Tuesday, August 2, 2022

Plan Fails First Contact With OpFor

After nearly a week of wall-to-wall bad press, Senate Republicans are scrambling to reverse their filibuster of legislation to help military veterans suffering from health problems stemming from exposure to burn pits in Afghanistan and Iraq, something so incomprehensibly petty and cruel that it got Jon Stewart off his famous "Both sides are garbage" stance in order to repeatedly blast Mitch and friends.


Senate Republicans are reversing course on a veterans health care bill, signaling they’ll now help it quickly move to President Joe Biden’s desk after weathering several days of intense criticism for delaying the legislation last week.

Republicans insist their decision to hold up the bill, which expands health care for veterans exposed to toxic substances while on active duty, was unrelated to the deal on party-line legislation that top Democrats struck last week. The GOP blocked the bill hours after Sen. Joe Manchin (D-W.Va.) and Majority Leader Chuck Schumer (D-N.Y.) announced an agreement on a health care, climate and tax package — angering Republicans who thought the Democrats-only plan would be much narrower.

Regardless of their reasoning, the GOP was quickly forced to play defense against both Democrats and veterans’ advocates who were caught off-guard by Republican delaying tactics after the party greenlit a nearly identical bill in June.

Minority Leader Mitch McConnell declined to respond to a question Monday about why the legislation was held up.

“It will pass this week,” he said.

Other Republicans in Senate leadership struck a similar tone. Sen. John Barrasso (R-Wyo.) told POLITICO he would “expect it to pass” and Sen. John Thune (R-S.D.), McConnell’s No. 2, echoed that at “some point this is going to pass and it will pass big.”

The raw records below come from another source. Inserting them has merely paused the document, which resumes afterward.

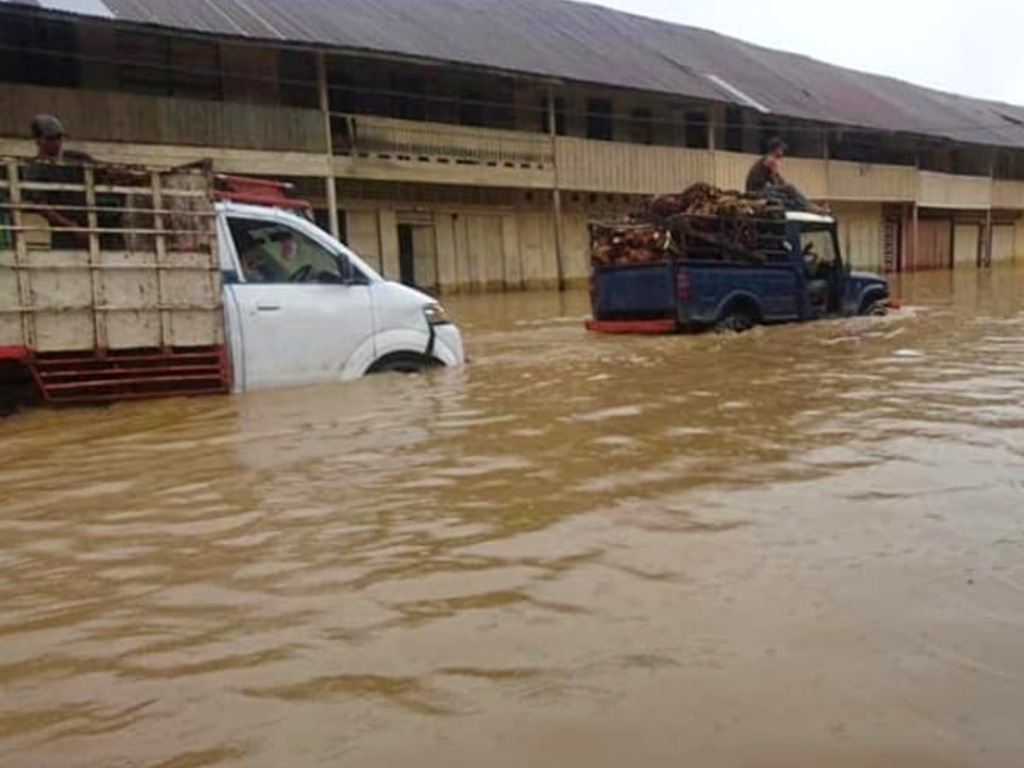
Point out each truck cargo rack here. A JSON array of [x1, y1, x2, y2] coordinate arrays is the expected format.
[[0, 158, 229, 404]]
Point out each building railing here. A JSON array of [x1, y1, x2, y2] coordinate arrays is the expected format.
[[331, 114, 553, 168], [0, 83, 327, 154], [992, 180, 1024, 210], [0, 83, 1024, 210], [827, 160, 918, 203], [555, 137, 714, 195]]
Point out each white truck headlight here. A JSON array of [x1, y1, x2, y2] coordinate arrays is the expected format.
[[423, 304, 452, 326]]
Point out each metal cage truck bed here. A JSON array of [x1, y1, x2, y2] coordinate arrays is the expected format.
[[0, 158, 464, 412]]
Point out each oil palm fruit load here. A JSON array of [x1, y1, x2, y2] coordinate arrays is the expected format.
[[590, 183, 785, 266]]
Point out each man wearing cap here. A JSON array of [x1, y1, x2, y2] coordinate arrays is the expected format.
[[746, 136, 827, 213], [22, 115, 94, 249]]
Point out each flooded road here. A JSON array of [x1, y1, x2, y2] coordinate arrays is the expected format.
[[0, 271, 1024, 768]]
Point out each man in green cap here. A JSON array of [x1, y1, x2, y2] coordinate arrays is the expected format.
[[22, 115, 94, 250]]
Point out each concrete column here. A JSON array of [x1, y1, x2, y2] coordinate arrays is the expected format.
[[548, 85, 565, 291], [316, 51, 341, 238]]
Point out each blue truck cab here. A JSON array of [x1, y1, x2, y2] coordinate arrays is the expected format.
[[591, 211, 890, 331]]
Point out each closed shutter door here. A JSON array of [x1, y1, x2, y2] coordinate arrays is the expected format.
[[992, 224, 1015, 264], [953, 224, 981, 266], [916, 219, 953, 269]]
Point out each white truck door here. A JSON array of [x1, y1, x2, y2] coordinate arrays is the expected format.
[[226, 213, 374, 389]]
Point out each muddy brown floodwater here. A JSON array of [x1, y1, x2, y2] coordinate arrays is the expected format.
[[0, 270, 1024, 768]]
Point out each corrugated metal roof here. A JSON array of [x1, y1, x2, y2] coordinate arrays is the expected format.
[[6, 0, 1024, 147]]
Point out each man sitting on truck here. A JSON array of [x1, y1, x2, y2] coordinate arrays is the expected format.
[[746, 136, 828, 213]]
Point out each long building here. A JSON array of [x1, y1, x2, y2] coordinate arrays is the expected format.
[[0, 0, 1024, 292]]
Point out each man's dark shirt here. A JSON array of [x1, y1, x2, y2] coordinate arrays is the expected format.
[[22, 152, 92, 250]]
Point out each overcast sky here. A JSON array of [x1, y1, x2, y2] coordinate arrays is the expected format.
[[591, 0, 1024, 105]]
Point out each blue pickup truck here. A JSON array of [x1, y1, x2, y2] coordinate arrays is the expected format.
[[587, 211, 890, 333]]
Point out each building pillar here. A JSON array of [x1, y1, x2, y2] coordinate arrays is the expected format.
[[316, 51, 341, 238], [981, 206, 992, 266], [906, 203, 921, 272], [548, 85, 565, 291]]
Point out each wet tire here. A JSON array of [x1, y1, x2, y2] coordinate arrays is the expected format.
[[715, 309, 757, 334], [367, 352, 436, 374]]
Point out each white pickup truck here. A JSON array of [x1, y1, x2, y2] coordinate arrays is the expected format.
[[0, 159, 464, 411]]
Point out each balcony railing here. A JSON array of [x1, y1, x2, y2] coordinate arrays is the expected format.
[[0, 83, 327, 154], [992, 181, 1024, 210], [331, 115, 553, 170], [556, 138, 714, 195], [827, 160, 918, 203]]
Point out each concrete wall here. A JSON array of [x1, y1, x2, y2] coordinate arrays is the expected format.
[[992, 224, 1017, 264], [833, 203, 883, 271], [340, 200, 569, 293]]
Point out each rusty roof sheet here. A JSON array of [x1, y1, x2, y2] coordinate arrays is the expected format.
[[6, 0, 1024, 147]]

Republicans say they blocked the bill because of concerns spearheaded by Sen. Pat Toomey (R-Pa.) over what the retiring senator called a “budgetary gimmick” — language that he argued could allow certain funds to be used for programs unrelated to veterans’ health care. That language was in the bill when it initially passed the Senate in an 84-14 vote, before a technical snag forced the chamber to vote on it again.

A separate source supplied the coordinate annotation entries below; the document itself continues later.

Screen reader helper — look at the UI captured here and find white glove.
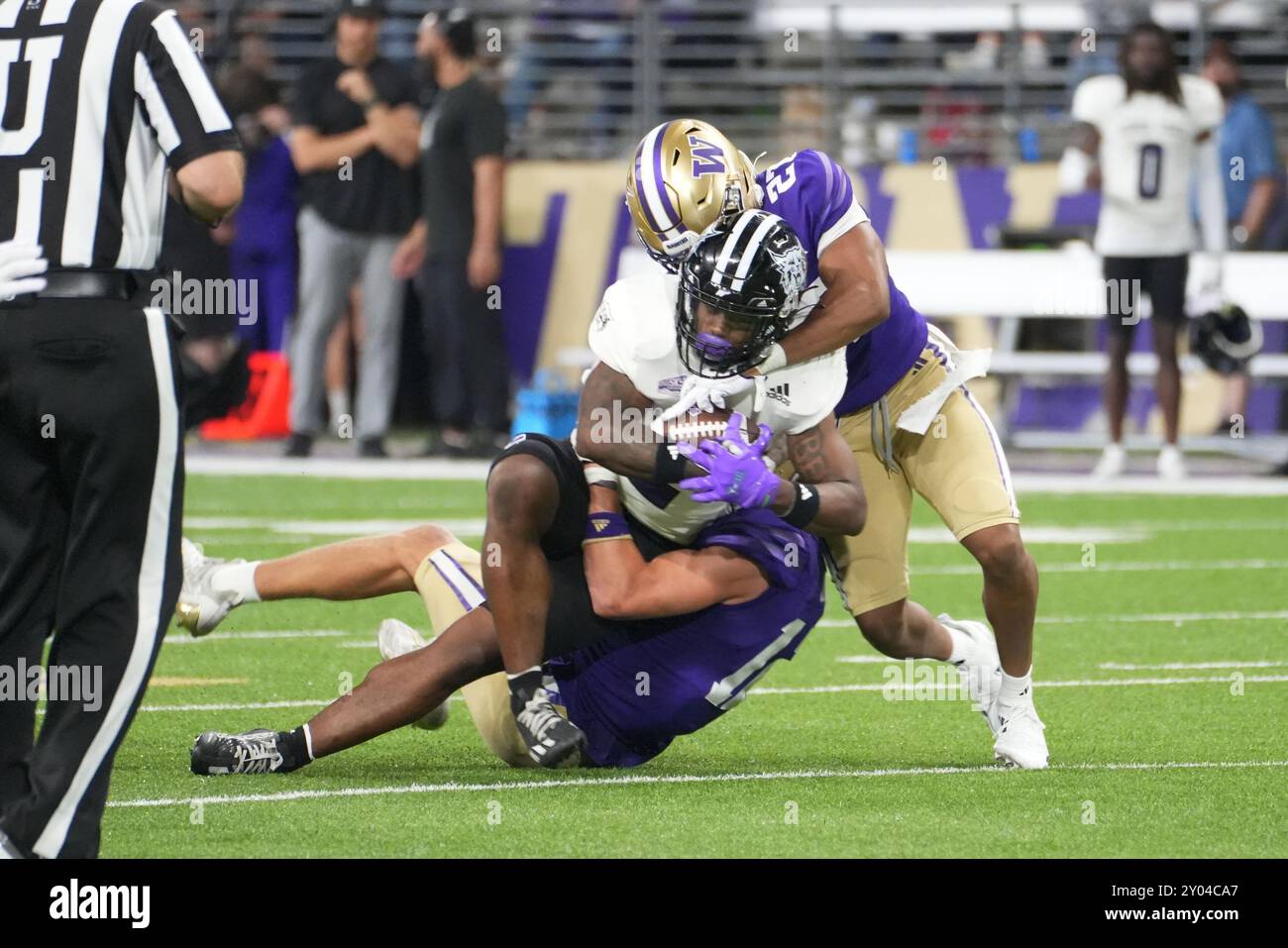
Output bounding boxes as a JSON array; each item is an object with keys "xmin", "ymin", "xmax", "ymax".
[
  {"xmin": 1186, "ymin": 254, "xmax": 1225, "ymax": 316},
  {"xmin": 581, "ymin": 461, "xmax": 619, "ymax": 490},
  {"xmin": 653, "ymin": 374, "xmax": 765, "ymax": 434},
  {"xmin": 0, "ymin": 241, "xmax": 49, "ymax": 300}
]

“This stuff got drug out, but remember why it got drug out. When they passed it over here the first time, they did it wrong,“ Thune said, adding it was Democrats who “screwed up the first time.”

Schumer is expected to force another vote on the veterans bill this week, vowing Monday that he would bring it up “in the coming days.”

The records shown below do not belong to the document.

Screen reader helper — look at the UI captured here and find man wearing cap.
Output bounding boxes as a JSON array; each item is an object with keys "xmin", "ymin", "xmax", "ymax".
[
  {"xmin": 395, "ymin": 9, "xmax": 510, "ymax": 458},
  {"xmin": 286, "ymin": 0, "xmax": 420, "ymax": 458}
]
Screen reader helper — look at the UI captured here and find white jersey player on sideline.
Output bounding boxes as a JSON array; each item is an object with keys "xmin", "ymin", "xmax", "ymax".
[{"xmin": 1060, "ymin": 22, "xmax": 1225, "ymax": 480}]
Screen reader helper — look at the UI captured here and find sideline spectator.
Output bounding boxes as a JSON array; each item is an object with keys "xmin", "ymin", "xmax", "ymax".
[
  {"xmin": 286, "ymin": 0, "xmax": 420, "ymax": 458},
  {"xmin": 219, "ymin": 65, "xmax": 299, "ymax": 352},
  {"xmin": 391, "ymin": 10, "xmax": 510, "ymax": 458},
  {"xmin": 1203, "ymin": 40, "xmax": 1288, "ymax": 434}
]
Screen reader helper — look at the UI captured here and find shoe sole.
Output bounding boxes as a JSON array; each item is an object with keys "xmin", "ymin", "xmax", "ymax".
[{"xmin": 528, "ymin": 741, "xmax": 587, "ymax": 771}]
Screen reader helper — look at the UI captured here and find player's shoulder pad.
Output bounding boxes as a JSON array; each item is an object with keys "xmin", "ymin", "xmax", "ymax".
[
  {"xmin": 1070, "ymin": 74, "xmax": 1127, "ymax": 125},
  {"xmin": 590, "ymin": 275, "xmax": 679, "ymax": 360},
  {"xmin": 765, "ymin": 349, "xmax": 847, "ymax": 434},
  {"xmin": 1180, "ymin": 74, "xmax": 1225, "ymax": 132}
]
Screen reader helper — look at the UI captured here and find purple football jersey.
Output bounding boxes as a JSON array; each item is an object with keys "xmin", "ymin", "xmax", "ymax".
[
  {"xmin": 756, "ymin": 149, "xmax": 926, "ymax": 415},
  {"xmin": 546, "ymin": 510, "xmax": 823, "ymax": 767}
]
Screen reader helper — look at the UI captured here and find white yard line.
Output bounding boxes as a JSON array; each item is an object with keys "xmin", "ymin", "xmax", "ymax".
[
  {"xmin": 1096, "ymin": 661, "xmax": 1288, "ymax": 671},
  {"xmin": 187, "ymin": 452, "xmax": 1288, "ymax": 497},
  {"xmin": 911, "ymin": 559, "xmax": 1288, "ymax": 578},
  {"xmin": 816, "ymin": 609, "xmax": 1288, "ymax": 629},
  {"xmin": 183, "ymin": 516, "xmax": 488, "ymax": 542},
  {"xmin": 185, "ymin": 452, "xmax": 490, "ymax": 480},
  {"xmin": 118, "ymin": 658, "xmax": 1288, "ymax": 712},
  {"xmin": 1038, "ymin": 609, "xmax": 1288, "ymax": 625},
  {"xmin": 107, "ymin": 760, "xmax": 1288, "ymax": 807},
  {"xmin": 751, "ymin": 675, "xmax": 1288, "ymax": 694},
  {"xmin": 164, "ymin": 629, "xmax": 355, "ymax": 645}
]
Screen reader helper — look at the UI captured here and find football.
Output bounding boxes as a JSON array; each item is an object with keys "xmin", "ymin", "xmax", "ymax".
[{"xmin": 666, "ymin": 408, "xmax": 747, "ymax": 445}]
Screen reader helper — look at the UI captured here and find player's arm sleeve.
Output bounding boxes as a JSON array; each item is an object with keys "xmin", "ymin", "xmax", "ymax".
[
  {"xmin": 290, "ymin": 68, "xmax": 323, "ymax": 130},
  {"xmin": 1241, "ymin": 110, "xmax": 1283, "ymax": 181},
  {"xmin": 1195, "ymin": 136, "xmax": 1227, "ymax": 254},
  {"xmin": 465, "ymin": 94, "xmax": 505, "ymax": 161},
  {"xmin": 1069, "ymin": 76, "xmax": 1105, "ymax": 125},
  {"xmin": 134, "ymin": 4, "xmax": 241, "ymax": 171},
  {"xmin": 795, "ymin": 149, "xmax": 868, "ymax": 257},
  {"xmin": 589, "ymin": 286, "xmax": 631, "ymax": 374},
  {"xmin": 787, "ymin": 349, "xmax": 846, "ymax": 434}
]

“We’re going to give Senate Republicans another chance to do the right thing,” he said.

The New York Democrat will likely give Republicans an off-ramp by granting Toomey a vote on his proposed amendment, which the Pennsylvania Republican and many of his colleagues say he’s been requesting for months.
 
All I have to say is that the filibuster and the subsequent widely-played roasting of the GOP by Stewart and veterans' groups must have tested very, very badly in red state polling, enough so that the Senate GOP didn't want to face weeks of August recess back home explaining why this bill wasn't law yet.
 
And in the last couple of weeks, the Democrats have beaten Mitch McConnell like a rented mule.

Republicans actually have a shame/human decency factor that does exist if enough of their military-age male base turns on them.  Who knew?